1) In accordance with ABA Model Rule 1.3, plan for your death or disability by designating a successor attorney. There is an obligation to prevent neglect of a client matter post attorney death or disability. Therefore, finding someone willing to step in and administer the winding down of your practice should the unexpected ever happen, is of the utmost importance.
2) Develop and nourish personal and professional support systems. Loneliness and isolation can be devastating if left unchecked. Having colleagues you can to turn to for support when times are hard or even for a little advice when you’re not sure how to proceed on a matter can be invaluable. People that are there for you in your personal life are even more important. Neglect them and in time there may be no one around to share your life with.
3) Always remember that getting hired isn’t that hard. The hard part is getting paid. Never take on a client who can’t afford your services. Doing so serves no one.
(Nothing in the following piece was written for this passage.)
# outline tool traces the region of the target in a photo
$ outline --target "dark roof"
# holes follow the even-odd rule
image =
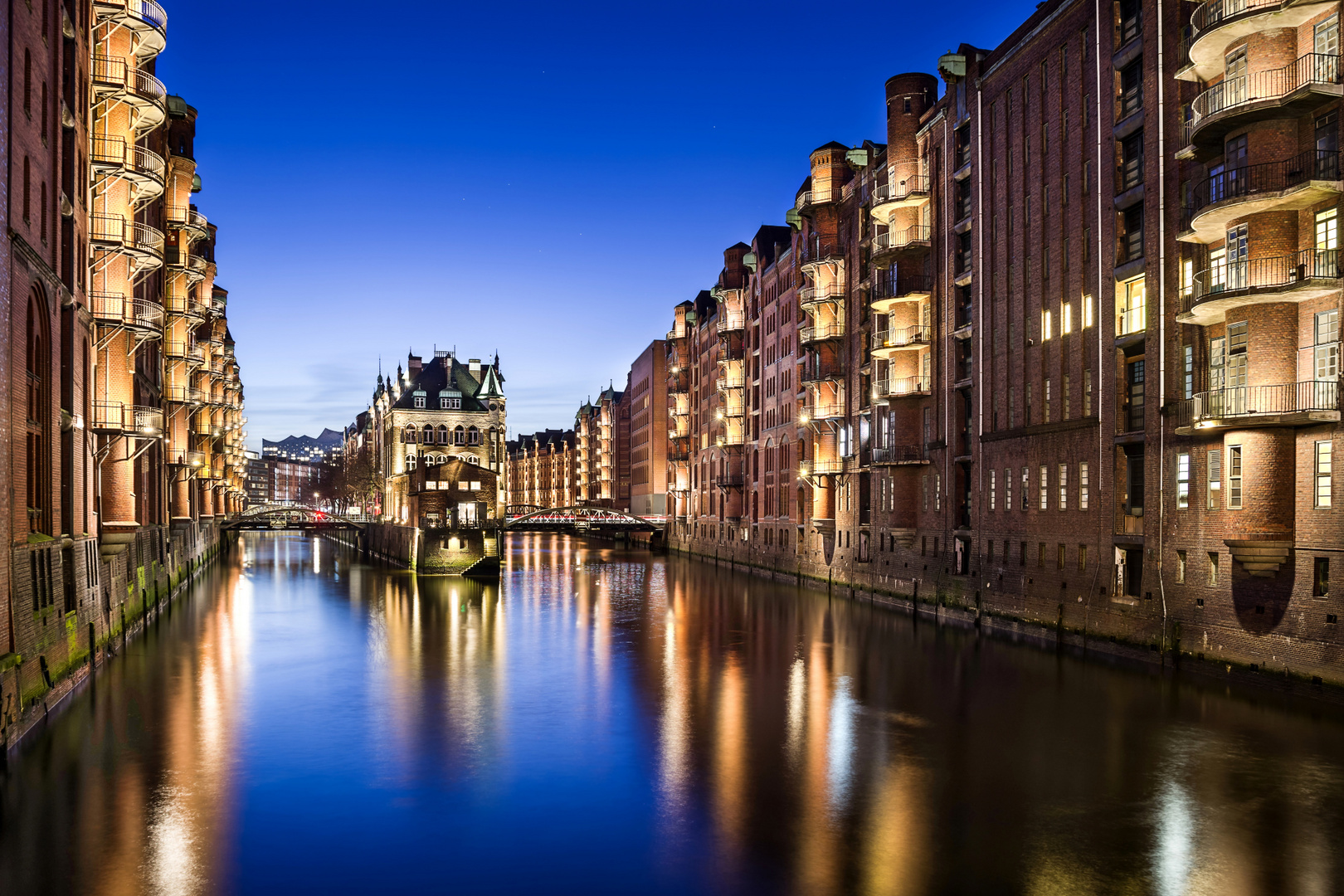
[[[492,395],[501,395],[500,379],[491,364],[481,364],[477,379],[452,355],[435,355],[419,369],[392,407],[414,410],[415,392],[422,392],[427,398],[438,398],[439,394],[446,398],[461,398],[464,411],[487,411],[488,399]],[[437,407],[437,403],[431,407]]]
It’s a fee dispute in the making, a collections problem regardless, and often ends up with having to write off a significant portion of the bill. You really must determine every prospective client’s ability to pay for all proffered services before you take any new matter on.
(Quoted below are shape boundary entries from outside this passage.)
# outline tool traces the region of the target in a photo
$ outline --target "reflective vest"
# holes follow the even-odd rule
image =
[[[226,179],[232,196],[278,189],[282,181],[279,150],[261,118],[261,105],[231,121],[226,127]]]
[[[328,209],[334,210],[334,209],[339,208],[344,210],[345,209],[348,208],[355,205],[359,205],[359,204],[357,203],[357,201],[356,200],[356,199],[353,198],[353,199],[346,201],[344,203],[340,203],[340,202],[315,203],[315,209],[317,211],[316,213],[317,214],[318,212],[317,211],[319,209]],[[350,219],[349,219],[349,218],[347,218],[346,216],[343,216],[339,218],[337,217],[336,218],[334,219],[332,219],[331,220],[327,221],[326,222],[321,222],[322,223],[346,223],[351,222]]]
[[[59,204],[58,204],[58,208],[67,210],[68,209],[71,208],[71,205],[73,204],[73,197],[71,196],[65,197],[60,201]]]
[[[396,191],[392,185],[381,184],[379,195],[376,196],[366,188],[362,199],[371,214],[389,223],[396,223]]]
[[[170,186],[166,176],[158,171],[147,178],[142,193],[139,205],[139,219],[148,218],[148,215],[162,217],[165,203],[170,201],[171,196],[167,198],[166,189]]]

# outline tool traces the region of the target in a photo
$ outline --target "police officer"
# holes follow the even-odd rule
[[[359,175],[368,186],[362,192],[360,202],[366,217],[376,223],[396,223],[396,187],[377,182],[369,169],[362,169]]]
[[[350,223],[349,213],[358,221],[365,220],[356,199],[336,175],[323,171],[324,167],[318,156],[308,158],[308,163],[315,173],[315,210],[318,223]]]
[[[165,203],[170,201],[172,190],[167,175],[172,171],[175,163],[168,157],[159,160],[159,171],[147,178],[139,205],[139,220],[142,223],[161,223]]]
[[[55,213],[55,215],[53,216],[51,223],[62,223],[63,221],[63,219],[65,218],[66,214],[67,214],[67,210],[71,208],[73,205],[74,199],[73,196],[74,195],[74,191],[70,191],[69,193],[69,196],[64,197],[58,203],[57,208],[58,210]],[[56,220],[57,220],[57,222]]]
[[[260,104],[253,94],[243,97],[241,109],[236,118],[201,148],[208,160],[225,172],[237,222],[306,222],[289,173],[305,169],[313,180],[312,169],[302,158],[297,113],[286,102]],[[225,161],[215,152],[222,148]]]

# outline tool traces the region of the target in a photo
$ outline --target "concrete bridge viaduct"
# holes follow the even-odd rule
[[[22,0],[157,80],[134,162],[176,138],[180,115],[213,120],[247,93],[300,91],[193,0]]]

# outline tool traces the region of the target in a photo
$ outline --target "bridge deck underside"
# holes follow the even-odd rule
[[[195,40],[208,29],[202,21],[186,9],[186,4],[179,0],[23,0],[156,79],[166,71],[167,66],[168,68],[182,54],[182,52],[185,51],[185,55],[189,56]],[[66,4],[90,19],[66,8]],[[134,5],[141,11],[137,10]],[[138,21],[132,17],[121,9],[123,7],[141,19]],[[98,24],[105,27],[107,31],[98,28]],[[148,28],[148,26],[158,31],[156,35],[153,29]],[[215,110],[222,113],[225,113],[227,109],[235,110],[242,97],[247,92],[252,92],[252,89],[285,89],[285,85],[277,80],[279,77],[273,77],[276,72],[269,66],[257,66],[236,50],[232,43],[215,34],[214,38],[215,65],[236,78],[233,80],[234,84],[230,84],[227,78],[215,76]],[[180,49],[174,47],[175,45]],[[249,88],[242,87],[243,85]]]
4) Learn to say no. The inability or refusal to say no can lead to your taking on more matters than you can handle, taking on work that is beyond your comfort zone, or agreeing to work for someone you just know is going to be a “problem client.” Life’s too short as it is.
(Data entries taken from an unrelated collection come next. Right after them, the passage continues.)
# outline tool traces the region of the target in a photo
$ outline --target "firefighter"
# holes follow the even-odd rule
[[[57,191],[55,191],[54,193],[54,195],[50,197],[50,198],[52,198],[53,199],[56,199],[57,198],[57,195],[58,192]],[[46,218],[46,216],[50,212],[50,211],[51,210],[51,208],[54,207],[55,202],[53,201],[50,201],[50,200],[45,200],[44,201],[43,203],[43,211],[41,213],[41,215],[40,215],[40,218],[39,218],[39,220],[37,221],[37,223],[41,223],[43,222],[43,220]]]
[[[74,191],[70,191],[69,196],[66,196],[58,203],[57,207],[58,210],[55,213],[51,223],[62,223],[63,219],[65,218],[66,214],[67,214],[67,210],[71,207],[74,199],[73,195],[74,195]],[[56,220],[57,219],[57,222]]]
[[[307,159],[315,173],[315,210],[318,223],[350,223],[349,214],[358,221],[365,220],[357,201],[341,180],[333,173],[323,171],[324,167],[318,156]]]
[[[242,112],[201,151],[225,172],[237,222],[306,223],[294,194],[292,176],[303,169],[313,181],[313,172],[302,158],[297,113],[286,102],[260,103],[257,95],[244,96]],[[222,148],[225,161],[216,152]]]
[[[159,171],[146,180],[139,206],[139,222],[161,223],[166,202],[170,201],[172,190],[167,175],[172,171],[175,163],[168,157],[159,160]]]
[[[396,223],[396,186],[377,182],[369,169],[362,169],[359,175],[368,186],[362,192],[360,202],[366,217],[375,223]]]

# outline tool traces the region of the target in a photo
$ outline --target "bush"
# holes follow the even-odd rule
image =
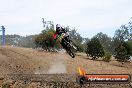
[[[104,49],[98,38],[94,37],[90,42],[88,42],[86,54],[92,57],[92,59],[97,59],[104,56]]]
[[[111,53],[106,52],[106,53],[105,53],[105,56],[104,56],[104,58],[103,58],[103,61],[105,61],[105,62],[109,62],[110,59],[111,59],[111,56],[112,56]]]

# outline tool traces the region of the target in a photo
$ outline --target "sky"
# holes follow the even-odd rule
[[[132,0],[0,0],[0,25],[6,34],[39,34],[45,18],[76,28],[85,38],[99,32],[112,37],[131,17]]]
5) Don’t forget to take care of yourself. The failure to prioritize yourself can all too easily lead to high levels of stress, burnout, indecisiveness, apathy, and the list goes on. Find a backup attorney and take an extended vacation, at least once a year. Set aside time each week for the pursuit of personal interests and for heaven’s sake unplug now and again. Just because you can respond to a call, text, or email 24/7 doesn’t mean it’s a good idea. Set some boundaries and stick to them.